Pistoia – In esclusiva regionale, da stasera a domenica, il Manzoni di Pistoia ospita “Il gabbiano” di Čechov, nell’allestimento dello Stabile di Genova, per la regia Marco Sciaccaluga.
Un classico del teatro del Novecento che parla con un linguaggio attuale, colloquiale e domestico, a tutte le generazioni: alle giovani vittime del loro dolore esistenziale e agli adulti che stentano ad accettare il trascorrere degli anni.
Uno struggente riflessione tra arte e vita, un ritratto “dal vivo” di un’umanità autentica, avviluppata in una spirale di sentimenti trattenuti, amori negati, slanci e fallimenti. Rabbia, angosce, gelosie e meschinità condiscono il valore di una vita sprecata sull’altare dell’attesa.
Del momento giusto (che non arriva mai) per dichiararsi eroi. O solo innamorati. Acciaccati, nevrotici, disincantati, sempre sull’orlo del fallimento esistenziale, i personaggi cecoviani rasentano l’allegro disincanto che precede la fine, in un clima di surreale coinvolgimento.
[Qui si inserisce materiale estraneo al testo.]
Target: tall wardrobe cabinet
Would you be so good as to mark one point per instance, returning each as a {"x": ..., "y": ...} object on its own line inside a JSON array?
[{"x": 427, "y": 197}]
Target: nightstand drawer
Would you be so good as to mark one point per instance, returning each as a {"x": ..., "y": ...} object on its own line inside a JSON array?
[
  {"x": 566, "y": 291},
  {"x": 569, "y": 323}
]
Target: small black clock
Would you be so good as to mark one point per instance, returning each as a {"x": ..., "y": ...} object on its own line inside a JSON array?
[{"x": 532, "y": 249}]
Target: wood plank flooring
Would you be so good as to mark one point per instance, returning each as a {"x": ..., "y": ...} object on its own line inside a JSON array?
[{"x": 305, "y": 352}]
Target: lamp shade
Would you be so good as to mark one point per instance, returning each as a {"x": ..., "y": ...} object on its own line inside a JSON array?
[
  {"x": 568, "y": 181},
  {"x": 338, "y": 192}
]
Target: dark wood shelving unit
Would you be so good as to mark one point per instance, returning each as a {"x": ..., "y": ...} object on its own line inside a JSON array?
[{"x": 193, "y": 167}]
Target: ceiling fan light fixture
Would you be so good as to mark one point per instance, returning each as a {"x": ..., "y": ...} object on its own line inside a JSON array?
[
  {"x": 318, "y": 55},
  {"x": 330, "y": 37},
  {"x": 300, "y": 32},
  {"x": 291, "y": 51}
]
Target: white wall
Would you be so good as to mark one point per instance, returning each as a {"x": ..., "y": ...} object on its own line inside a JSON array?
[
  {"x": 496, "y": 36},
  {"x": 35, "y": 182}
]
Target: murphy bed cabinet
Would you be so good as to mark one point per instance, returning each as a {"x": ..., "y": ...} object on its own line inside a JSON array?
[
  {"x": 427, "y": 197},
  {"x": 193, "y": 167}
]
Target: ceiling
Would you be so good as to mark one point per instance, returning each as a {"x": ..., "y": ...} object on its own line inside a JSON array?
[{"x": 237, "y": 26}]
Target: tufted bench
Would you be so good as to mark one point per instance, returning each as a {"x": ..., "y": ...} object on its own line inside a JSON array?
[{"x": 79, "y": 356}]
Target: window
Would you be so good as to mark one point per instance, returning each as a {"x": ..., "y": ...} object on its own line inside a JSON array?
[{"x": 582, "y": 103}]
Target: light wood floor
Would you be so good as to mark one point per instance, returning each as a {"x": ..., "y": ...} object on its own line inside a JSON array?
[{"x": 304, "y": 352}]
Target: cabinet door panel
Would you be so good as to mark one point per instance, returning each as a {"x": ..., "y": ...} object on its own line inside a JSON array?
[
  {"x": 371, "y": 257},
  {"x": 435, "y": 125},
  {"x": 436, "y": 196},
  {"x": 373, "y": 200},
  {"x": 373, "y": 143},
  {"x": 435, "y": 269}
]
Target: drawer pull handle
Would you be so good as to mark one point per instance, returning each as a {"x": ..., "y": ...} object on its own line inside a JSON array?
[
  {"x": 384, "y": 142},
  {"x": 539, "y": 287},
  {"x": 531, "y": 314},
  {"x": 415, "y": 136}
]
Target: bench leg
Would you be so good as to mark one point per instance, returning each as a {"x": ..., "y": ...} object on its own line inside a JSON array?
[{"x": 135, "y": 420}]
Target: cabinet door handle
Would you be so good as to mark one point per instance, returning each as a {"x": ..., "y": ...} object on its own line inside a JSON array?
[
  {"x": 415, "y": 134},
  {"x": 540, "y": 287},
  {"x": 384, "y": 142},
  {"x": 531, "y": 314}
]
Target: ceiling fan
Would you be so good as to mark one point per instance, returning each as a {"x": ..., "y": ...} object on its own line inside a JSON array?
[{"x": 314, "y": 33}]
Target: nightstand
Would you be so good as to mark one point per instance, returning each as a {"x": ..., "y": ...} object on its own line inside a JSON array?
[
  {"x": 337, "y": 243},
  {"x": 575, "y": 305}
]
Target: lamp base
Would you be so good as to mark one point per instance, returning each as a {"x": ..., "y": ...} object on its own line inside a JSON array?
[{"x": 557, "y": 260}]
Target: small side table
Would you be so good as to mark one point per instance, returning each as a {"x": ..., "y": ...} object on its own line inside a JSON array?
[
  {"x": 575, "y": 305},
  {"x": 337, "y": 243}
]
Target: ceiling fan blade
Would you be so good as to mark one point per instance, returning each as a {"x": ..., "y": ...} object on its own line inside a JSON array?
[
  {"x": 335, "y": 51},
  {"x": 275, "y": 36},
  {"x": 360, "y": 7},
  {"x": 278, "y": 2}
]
E rispecchiamento di se stessi come pedine di un scacchiera governata dal fato, sospesa tra disfacimento e ansia di rinnovamento, ma inevitabilmente votata alla sconfitta.
Lo spettacolo, che riprende per la prima volta in Italia la versione integrale originaria del 1895, prima che la censura zarista ci mettesse le mani (la traduzione è firmata da Danilo Macrì), si affida coralmente ad un cast di ottimo livello, composto da Roberto Alinghieri, Alice Arcuri, Elsa Bossi, Eva Cambiale, Andrea Nicolini, Elisabetta Pozzi, Stefano Santospago, Roberto Serpi, Francesco Sferrazza Papa, Kabir Tavani, Federico Vanni.
Un cast che l’impianto registico di Sciaccaluga esalta e decanta mentre la regia crepuscolare riesce a cavalcare la poetica cecoviana senza sbilanciarsi, ne sul fronte tragico né su quello comico, garantendo così allo spettatore la libertà di poter reagire come meglio crede. Maksim Gorkij non ci andò per il sottile parlando dei personaggi cecoviani: “Bisogna essere dei mostri di virtù per amare, compatire, aiutare a vivere queste nullità, questi sacchi di trippa che siamo. A me pare che trattiate gli uomini con il gelo del demonio”.
Sciaccaluga commenta: “Credo che stia proprio lì l’essenza di Čechov. La feroce denuncia del nostro nulla, coniugata in una continua altalena di ridicolo e patetico, diventa uno stringente invito a compatire, ad amare questi esseri inutili che siamo. Il palcoscenico di Cechov è la forma più gentile, condivisa, ironica di spietatezza. Il suo ‘teatro della crudeltà’ è il più ‘umano’ che io conosca”.
Dopo l’insuccesso della prima rappresentazione a San Pietroburgo nel 1896, “Il gabbiano” fu rimesso in scena e portato al trionfo nel 1898 a Mosca da Kostantin Stanislavskij e Vladimir Nemirovič Dančenko, che l’anno precedente avevano fondato il Teatro d’Arte. Completano la locandina le scene e i costumi di Catherine Rankl, le musiche di Andrea Nicolini, le luci di Marco D’Andrea. Domani alle 17,30 nel foyer del Manzoni, la compagnia incontra il pubblico. Conduce la conversazione Andrea Nanni. Info 0573 991609.